In September, Britney’s lawyer Sam Ingham decided to open up court hearings to the public. He also unsealed court filings, in which he requested changes to the conservatorship on Britney’s behalf and indicated that Britney “welcomes the informed support of her many fans.” Hearings were held every month while #FreeBritney activists organized rallies in cities from Paris to Buenos Aires, protested outside the offices of Tri Star Sports & Entertainment, and led campaigns to write to elected officials and media outlets.
As Los Angeles locked down during its first winter in the pandemic, the movement organized a virtual Zoom rally attended by 300+ advocates from all over the world.
Third Wave: Framing Britney Spears
On February 5, 2021, The New York Times Presents Framing Britney Spears debuted on Hulu and FX, reframing Britney’s story and her treatment by the media but also introducing much of the world to #FreeBritney.

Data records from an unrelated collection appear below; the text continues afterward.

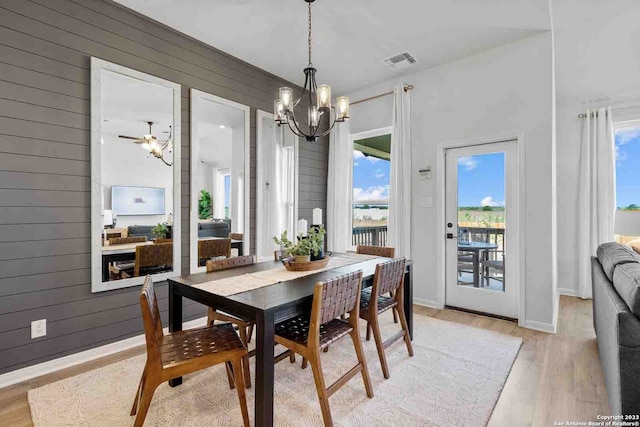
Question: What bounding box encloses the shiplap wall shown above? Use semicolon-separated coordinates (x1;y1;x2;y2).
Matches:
0;0;328;375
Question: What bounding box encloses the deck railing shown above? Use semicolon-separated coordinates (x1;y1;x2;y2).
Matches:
352;226;388;247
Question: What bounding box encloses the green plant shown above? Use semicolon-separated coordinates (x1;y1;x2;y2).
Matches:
273;225;326;258
198;189;213;220
152;223;168;239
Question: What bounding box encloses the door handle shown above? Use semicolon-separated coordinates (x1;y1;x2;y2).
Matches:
446;233;458;239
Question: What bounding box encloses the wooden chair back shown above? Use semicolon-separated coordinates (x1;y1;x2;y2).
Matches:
274;250;286;261
153;238;172;244
198;239;231;265
356;245;395;258
372;258;406;299
134;243;173;277
228;232;243;241
207;255;256;272
308;271;363;346
139;276;163;366
109;236;147;245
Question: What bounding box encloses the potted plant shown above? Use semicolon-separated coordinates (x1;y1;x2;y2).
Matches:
152;222;169;240
198;189;213;220
307;225;326;261
274;225;326;263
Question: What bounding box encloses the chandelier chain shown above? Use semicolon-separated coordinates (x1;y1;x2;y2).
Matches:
308;0;312;65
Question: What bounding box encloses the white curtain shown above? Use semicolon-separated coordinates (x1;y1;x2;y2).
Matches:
388;84;412;258
576;107;616;299
273;127;296;240
213;168;228;219
327;121;352;252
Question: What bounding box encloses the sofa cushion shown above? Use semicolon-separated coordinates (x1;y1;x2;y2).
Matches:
613;263;640;317
597;242;640;282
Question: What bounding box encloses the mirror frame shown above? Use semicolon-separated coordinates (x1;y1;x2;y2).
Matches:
255;110;299;262
90;57;182;293
189;89;250;273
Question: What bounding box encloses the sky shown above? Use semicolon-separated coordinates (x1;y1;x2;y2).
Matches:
615;125;640;209
457;152;505;207
352;150;390;203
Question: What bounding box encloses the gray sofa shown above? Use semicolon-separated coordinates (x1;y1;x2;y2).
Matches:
198;218;231;238
592;242;640;415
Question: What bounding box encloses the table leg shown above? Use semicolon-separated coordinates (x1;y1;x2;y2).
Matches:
168;282;183;387
403;264;413;340
473;251;480;288
238;242;244;256
254;310;275;427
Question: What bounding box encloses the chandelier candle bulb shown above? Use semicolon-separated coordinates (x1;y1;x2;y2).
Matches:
317;85;331;109
336;96;350;121
274;100;286;123
309;108;320;127
279;87;293;111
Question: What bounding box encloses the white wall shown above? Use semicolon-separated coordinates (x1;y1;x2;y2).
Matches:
346;32;557;330
231;126;245;233
553;0;640;296
101;134;173;229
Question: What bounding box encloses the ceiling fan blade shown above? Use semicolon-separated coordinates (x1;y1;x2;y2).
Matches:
118;135;140;140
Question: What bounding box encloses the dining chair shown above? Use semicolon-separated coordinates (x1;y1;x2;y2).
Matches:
206;255;255;387
228;232;244;241
130;276;250;427
198;238;231;266
482;250;505;289
153;238;172;244
360;257;413;379
275;271;373;426
206;255;295;387
356;245;398;323
111;242;173;279
108;236;147;245
274;250;286;261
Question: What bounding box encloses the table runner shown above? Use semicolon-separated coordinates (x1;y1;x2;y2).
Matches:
193;253;379;296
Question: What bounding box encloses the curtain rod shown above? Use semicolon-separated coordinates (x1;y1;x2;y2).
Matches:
350;85;414;106
577;103;640;118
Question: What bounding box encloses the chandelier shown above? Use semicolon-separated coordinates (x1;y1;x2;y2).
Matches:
274;0;349;142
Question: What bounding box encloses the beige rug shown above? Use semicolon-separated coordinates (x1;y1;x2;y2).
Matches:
28;314;521;426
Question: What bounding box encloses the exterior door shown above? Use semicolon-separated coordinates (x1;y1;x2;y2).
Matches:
444;140;519;319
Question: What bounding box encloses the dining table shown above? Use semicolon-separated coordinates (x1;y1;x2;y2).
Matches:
167;253;413;427
457;241;498;287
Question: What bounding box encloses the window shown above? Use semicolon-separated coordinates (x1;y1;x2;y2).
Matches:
614;123;640;244
351;131;391;247
224;174;231;219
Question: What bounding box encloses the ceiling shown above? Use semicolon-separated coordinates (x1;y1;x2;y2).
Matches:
114;0;551;94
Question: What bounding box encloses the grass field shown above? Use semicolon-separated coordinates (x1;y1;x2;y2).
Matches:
458;208;505;228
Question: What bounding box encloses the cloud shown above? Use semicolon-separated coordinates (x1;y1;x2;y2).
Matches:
353;186;389;203
616;126;640;146
458;156;478;170
481;196;504;207
616;145;628;164
375;169;385;179
354;149;382;164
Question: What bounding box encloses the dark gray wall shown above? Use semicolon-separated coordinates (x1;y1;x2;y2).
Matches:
0;0;327;375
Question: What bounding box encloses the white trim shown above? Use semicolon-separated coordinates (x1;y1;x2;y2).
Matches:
348;126;393;251
435;132;526;325
524;319;557;334
413;297;442;309
189;89;251;273
558;287;580;297
0;317;208;391
90;58;181;293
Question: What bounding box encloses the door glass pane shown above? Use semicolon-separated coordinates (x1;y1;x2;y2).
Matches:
456;152;506;291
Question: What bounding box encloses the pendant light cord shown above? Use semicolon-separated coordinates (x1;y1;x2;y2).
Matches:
308;1;312;66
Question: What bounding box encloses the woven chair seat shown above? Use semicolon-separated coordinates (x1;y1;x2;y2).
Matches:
159;323;246;367
359;288;398;318
275;315;353;350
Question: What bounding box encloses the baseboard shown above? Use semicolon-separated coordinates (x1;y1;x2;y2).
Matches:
558;287;579;297
0;316;208;390
524;318;557;334
413;297;442;309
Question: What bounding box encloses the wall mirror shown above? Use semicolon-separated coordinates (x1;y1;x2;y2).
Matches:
255;110;299;261
190;89;250;273
91;58;181;293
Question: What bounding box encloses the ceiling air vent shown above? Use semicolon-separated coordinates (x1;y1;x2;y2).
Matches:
384;51;417;70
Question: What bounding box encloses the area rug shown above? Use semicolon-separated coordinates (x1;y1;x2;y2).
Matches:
28;314;522;426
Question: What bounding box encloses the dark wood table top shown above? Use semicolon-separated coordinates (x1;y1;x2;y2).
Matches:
170;255;412;311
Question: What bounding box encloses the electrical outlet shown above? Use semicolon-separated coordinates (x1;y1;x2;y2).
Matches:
31;319;46;339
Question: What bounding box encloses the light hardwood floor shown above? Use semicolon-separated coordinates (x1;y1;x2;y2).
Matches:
0;296;608;426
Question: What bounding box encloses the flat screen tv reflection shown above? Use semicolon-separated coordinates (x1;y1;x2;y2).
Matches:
111;186;165;216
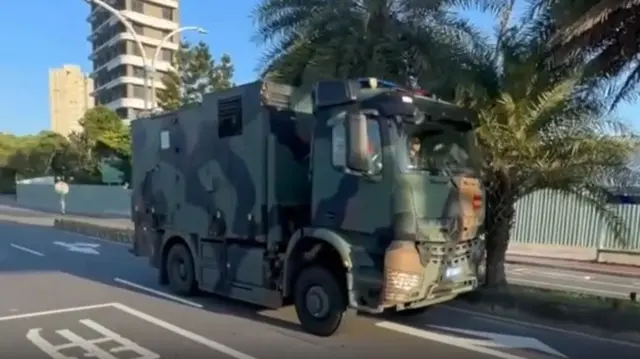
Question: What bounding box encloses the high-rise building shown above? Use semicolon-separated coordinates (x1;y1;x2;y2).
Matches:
49;65;95;137
88;0;179;120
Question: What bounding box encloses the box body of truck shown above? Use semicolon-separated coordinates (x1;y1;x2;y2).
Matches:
131;81;314;306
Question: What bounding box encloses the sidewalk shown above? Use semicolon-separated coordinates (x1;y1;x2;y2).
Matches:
506;254;640;278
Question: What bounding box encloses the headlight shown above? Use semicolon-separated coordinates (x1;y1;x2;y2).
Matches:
387;271;421;291
384;270;422;303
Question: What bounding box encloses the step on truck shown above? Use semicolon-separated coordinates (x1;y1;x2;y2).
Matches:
130;78;486;336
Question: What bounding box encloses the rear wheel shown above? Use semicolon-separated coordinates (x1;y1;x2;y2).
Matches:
294;266;347;337
165;243;197;296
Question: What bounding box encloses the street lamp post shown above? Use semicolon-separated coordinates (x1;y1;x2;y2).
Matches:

The documentary led to a monumental wave of support for Britney and the movement.
The next virtual rally maxed out Zoom’s meeting capacity of 1,000 participants. Once Los Angeles opened up, the crowds outside the courthouse swelled. Senators Elizabeth Warren and Bob Casey cited Britney’s case in calling for the collection of conservatorship data, and Congressmen Charlie Crist and Eric Swalwell invited Britney to testify on Capitol Hill. The conservatorship system was being addressed at the federal level for the first time.
In April 2021, advocates launched “Ingham End It Now” to demand that Sam Ingham immediately file to terminate the conservatorship. At a hearing, Ingham announced that Britney wanted to address the court directly for the first time since May 2019.

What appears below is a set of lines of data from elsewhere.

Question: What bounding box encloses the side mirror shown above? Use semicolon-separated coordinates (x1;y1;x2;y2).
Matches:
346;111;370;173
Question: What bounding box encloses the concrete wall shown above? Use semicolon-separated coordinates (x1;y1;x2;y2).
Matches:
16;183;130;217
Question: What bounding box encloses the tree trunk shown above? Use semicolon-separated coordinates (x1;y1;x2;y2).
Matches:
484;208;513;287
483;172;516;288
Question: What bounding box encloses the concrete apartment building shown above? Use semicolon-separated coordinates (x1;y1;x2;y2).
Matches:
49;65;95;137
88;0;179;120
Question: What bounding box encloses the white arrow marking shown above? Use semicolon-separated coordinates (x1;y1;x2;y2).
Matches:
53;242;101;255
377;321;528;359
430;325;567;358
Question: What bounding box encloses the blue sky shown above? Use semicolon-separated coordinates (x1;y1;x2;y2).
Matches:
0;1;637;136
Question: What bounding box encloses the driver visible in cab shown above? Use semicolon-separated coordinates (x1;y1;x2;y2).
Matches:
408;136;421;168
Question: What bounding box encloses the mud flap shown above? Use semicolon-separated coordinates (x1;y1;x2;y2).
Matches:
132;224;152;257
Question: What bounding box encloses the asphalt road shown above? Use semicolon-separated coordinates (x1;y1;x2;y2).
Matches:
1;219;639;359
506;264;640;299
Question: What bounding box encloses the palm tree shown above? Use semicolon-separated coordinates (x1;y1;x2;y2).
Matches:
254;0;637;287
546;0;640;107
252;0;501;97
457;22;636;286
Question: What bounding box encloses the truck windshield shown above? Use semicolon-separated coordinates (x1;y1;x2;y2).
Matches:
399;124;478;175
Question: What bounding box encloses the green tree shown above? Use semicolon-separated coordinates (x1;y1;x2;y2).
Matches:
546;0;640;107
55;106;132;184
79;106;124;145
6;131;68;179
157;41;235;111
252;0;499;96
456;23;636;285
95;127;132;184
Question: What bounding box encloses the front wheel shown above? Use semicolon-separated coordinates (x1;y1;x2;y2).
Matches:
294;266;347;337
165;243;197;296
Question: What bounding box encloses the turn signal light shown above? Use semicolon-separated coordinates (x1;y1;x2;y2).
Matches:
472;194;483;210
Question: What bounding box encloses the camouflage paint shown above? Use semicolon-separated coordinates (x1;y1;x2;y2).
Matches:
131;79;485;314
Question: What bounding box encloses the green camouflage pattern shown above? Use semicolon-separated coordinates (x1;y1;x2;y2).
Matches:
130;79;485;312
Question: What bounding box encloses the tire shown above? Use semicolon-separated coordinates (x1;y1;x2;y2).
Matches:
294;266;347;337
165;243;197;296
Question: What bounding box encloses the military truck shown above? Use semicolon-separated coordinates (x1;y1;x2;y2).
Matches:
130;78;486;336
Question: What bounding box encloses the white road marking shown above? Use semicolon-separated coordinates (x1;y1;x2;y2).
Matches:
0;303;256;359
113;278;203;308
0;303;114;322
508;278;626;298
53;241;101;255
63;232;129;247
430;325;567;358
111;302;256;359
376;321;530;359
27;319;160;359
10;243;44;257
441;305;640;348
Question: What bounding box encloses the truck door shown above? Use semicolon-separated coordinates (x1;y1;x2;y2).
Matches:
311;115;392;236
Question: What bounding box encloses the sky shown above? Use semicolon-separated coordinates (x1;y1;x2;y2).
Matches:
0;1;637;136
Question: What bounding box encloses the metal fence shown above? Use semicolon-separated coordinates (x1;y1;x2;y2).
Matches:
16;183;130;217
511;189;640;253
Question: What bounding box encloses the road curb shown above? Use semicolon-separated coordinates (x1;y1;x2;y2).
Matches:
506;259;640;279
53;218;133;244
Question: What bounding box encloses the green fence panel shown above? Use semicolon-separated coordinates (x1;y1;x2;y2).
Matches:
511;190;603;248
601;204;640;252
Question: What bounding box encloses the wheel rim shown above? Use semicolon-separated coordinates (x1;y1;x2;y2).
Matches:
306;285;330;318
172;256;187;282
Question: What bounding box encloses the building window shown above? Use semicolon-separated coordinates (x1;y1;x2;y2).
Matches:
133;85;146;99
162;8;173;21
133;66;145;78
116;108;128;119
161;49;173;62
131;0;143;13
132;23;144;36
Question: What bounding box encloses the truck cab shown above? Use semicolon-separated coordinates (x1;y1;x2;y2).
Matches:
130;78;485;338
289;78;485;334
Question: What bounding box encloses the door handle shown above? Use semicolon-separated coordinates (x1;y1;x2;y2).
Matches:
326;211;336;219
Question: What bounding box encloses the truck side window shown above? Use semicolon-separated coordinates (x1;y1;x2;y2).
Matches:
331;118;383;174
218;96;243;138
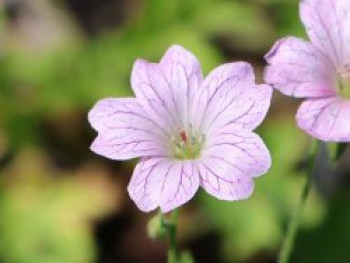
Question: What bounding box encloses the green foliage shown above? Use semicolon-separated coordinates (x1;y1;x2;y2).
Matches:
180;250;195;263
192;1;274;52
0;151;115;263
0;178;95;263
293;195;350;263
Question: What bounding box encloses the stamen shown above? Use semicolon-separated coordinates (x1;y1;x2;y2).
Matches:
171;125;204;160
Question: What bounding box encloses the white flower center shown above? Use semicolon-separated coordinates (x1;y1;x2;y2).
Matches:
171;125;205;160
337;65;350;99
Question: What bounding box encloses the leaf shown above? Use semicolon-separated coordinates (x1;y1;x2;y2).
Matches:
180;250;195;263
191;1;274;51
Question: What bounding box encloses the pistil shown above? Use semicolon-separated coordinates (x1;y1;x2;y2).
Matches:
337;76;350;99
337;66;350;99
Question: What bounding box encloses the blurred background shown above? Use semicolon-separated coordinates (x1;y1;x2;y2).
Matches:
1;0;350;262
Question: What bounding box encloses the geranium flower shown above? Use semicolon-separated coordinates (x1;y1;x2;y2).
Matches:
88;45;272;212
265;0;350;141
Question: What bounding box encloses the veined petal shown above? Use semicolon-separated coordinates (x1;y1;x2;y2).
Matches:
296;97;350;142
90;135;162;160
265;37;336;98
127;158;200;213
193;63;272;135
300;0;350;67
160;45;203;124
160;45;203;88
88;98;167;160
198;161;254;201
207;84;273;135
131;45;203;129
131;60;180;132
199;130;271;200
205;129;271;177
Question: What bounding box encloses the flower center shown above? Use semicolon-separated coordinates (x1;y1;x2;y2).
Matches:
337;65;350;99
171;125;205;160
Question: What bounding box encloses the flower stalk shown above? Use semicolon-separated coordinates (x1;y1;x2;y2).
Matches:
278;140;319;263
162;209;179;263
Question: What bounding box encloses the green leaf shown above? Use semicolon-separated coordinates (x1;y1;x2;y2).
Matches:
180;251;195;263
192;1;274;51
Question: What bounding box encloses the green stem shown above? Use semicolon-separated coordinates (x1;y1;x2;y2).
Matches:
162;209;179;263
278;140;320;263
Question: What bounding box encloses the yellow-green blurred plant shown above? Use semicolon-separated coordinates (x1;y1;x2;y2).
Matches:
0;150;118;263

Fourth Wave: Britney Speaks
Ahead of the hearing for Britney to address to court, the movement organized a #DearBritney campaign in which advocates posted video letters to Britney to express love and support and also to remind her of her rights as a conservatee.
On June 23, 2021, Britney gave a heartbreaking testimony, heard around the world thanks to the court’s remote audio access program, detailing the abuse she endured at the hands of her management and conservators. Britney told the judge that she was drugged against her will, forced to work, and prohibited from removing her IUD. She also requested to be able to hire an attorney of her choice — a right she had been denied for over 13 years.

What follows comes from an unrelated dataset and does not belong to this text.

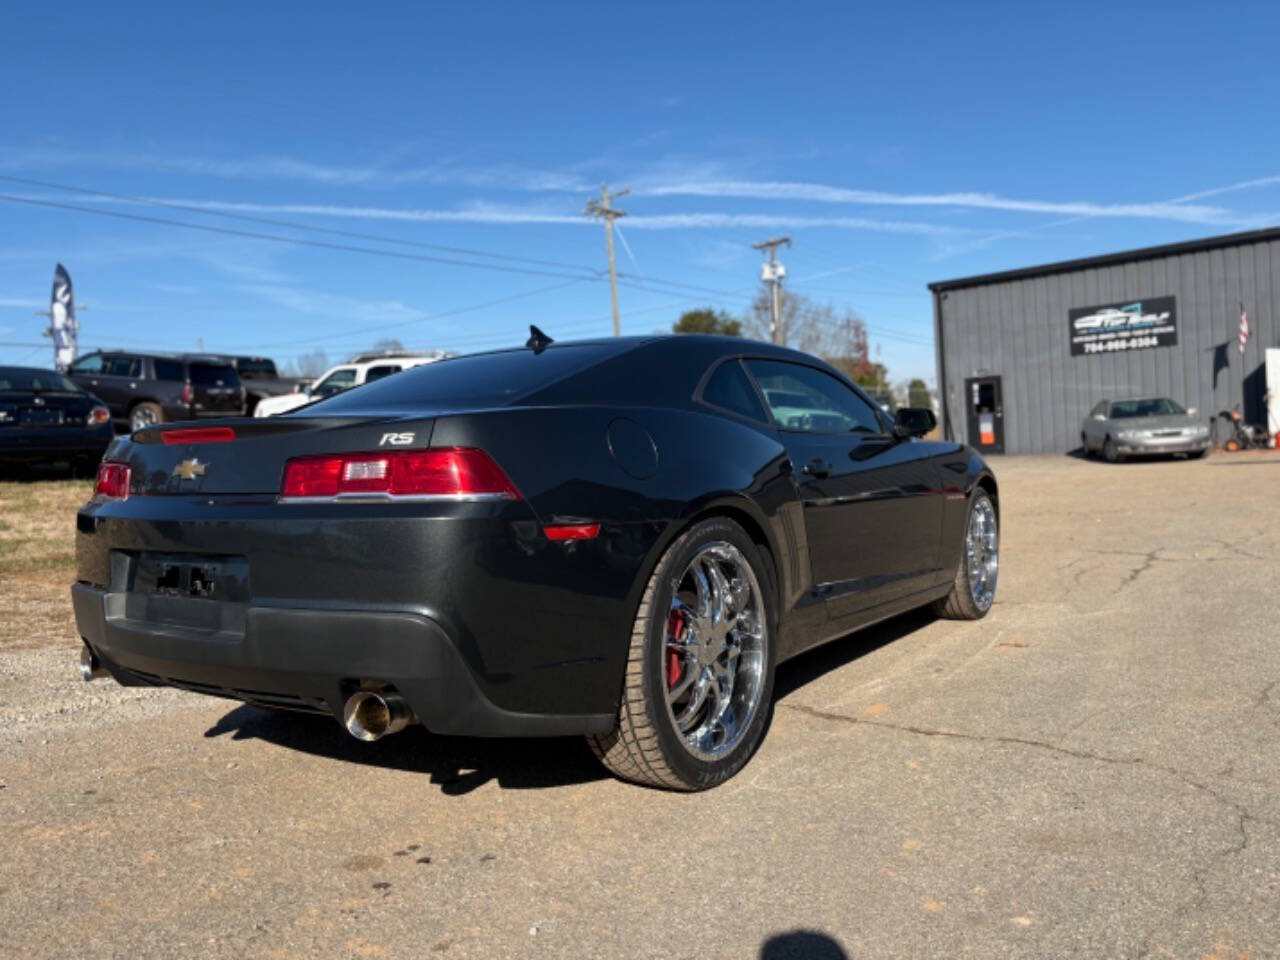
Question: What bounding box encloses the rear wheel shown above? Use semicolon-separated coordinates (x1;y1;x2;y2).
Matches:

At the very next hearing, that request was granted, and Britney retained former federal prosecutor Mathew Rosengart to represent her.
In September 2021, the New York Times released a followup documentary Controlling Britney Spears, exposing the elaborate surveillance operation that Tri Star and Jamie Spears authorized that included illegal wiretapping in Britney’s bedroom and monitoring of #FreeBritney activists.
With the support of #FreeBritney, California Assembly Bill 1194 passed, granting conservatees the right to choose their own counsel.
Within months of joining the case, Mathew Rosengart executed a plan to suspend Jamie Spears and create the conditions for an uncontested termination.
#FreeBritney organizers partnered with conservatorship reform and disability rights advocates to organize the two largest ever rallies, closing off the street in front of the courthouse to make way for hundreds of activists traveling from all over.
On November 12, 2021, the conservatorship of Britney Spears was terminated.
With Britney free from conservatorship, her court case drags on as Jamie Spears and a bevy of lawyers — Sam Ingham, Loeb & Loeb, Jeryll Cohen, Geraldine Wyle, Vivian Thoreen, Russ August & Kabat, Sidley Austin, and mom Lynne’s lawyer — continue fighting to be paid from Britney’s estate. Court filings exposed Lou Taylor for her involvement in setting up the abusive conservatorship and building her company “on the back of Britney Spears.”
Today, activists are campaigning under the banner of #JusticeForBritney to ensure that those complicit in Britney’s abuse are held accountable as well as continuing to fight for conservatorship reform and disability rights.